Personal Insights
Sorry. I promise to code my tutorials better
Don’t you hate when someone writes a tutorial showing you how to do something — in a way no one in the real world would ever do?
- No error handling
- Just Hello World and nothing more
- Using brute force
- Half-completed tasks
- Simple and obvious features (that everyone would use) not used
Well, while testing my tutorial to see if it works on the new Free-Tier services (see this blog by Riley Rainey), I suddenly realized how much better I could have written the tutorial. And I noticed it because the API I was calling failed, and therefore my entire webhook failed. 🤦♂️
Webhook for SAP Conversational AI
I had written a tutorial to show how to write a Python webhook that could be called from SAP Conversational AI. It’s probably the tutorial I’m most proud of, since I had to learn SAP Conversational AI, then Python, then Flask, then BTP, then CF, then CF CLI, then a few more things.
But during testing to see if it works on BTP Free-Tier, I saw a few things I should have done better.
- The first thing I noticed was that I had to enable CF for the whole thing to work. Not terrible, most people would figure it out, but still.
- During the CF CLI process, I told people to select their subaccount. But on the system I was now using, I had only one subaccount, so it was automatically chosen for me.
- Still during the CF CLI upload process, I got an error because I had enabled CF but did not create a space.
- And finally during the CF CLI upload process, I got an error because the version of Python I had specified for the app was from a “long time ago” – 3.8.5. Why I did not long ago specify 3.x, I don’t know.
- Now for the webhook code. The API service I was calling failed, which crashed my webhook. so the first thing I did was to redo my code. It had been like the following – no error handling, no worries if the API was down:
url = "https://cat-fact.herokuapp.com/facts/random?animal_type=" + animal + "&amount=1" r = requests.get(url) fact_data = json.loads(r.content)
Now I changed the code to still work if things went bad:
url = "https://cat-fact.herokuapp.com/facts/random?animal_type=" + animal + "&amount=1" nodata = {"text" : "No data"} try: r = requests.get(url, timeout=5) fact_data = json.loads(r.content) except: fact_data = nodata
- I added the nodata variable to hold dummy text so I could return something no matter what, and so my webhook would continue to work.
- I put the web call in try/except block, to capture when the call failed (like now).
- I put a timeout for the web call because, even though I now caught the error, my webhook was hanging and taking a long time to return.
- I added code to set my data to the nodata variable, in the case of an exception.
They say you learn the most when you struggle, make mistakes, tinker. I felt powerful, finding a better way to code, not just the fastest way. These were small victories, but I felt I was gaining some real understanding.
Of course, I’m sure you can find other things to improve the tutorial. If you do, feel free to open a GitHub issue or comment on this blog.
Better Tutorials
I will redouble my efforts to have tutorials reflect more real-world situations, without making it so complicated that you can’t learn the basics of what you came to learn in the first place.
See all our fabulous tutorials in the SAP Tutorial Navigator.
Nope - Unforgivable.
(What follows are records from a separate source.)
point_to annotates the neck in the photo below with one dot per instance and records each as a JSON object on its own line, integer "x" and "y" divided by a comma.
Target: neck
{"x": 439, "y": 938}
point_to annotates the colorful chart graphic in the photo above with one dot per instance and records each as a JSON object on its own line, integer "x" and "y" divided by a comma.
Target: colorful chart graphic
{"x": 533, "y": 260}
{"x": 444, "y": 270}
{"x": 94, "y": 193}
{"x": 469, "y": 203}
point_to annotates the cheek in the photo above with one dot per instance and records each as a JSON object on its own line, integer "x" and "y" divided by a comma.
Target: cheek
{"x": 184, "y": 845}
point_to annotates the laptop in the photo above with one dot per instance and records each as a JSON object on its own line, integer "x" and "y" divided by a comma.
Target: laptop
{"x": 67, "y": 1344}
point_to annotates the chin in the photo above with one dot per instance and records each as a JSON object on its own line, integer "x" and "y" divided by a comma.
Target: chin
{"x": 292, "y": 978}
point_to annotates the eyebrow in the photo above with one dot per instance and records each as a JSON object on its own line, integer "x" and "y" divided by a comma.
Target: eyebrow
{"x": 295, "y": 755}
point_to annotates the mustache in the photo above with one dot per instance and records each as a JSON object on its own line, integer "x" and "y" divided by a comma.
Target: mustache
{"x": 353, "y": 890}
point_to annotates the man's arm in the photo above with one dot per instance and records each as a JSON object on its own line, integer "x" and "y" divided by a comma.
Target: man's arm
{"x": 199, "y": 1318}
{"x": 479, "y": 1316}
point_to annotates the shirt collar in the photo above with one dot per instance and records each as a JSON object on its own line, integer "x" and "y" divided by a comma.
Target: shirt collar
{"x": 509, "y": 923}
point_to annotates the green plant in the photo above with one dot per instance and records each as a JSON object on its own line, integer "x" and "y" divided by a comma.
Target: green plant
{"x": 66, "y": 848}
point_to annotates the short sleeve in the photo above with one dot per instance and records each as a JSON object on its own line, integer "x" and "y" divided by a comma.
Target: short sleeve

There is nothing to forgive.
You took the time out to write the tutorial, and then revisit it later. That is amazing. I for one am applauding you this morning. Thank you for taking the time to look at it a second, third or one millionth time.
Here's the thing, some tutorials are not very good. But if I take the time to muddle through them, I find I have a better understanding than if I was given the complete solution. But that's just me. Sometimes I need something really quick. When that happens, I usually don't look towards tutorials. Those are for the times when I want to really learn something.
Some people will disagree with me. I've been told that we don't really want someone to learn something the wrong way. I can understand that. But if they don't begin to learn - it doesn't matter. I remember my first ABAP course. (And yes, it was from SAP) We learned how to use logical databases. We also learned select * - and no into table it was select * do some programming / endselect. Within the first few weeks, I found out what a mistake that was. The runtime was horrible, debug would break.... and... I still remember it.
But if I think about the development I've done/am doing. There is always something I could do better. Keeping the tutorials up to date is going to be quite a chore. We are in a place where the technology is coming at us really fast. Things are changing, and if you don't take tutorials, books, and well any learning sometimes I question them all. Eventually coming up with my own style.
So thank you - and I'm 100% sure your tutorials will get better. I, myself struggle a bit thinking about doing a technical blog. Why? Because I'm 100% it won't be "right" as in I didn't follow all the clean code directive. <Smile> Or I will just confuse someone.
And as usual - I'm very verbose. I hope everyone visits the tutorials as time permits. They are well worth it.
Thanks, Michelle Crapo for your comment (almost as long as the blog) and for applauding. I agree that when I need something real quick, I basically end up on stackoverflow looking at the accepted answer to a relevant question (as I just did to understand Dockerfiles or jq or httpie as I was trying to learn GitHub actions).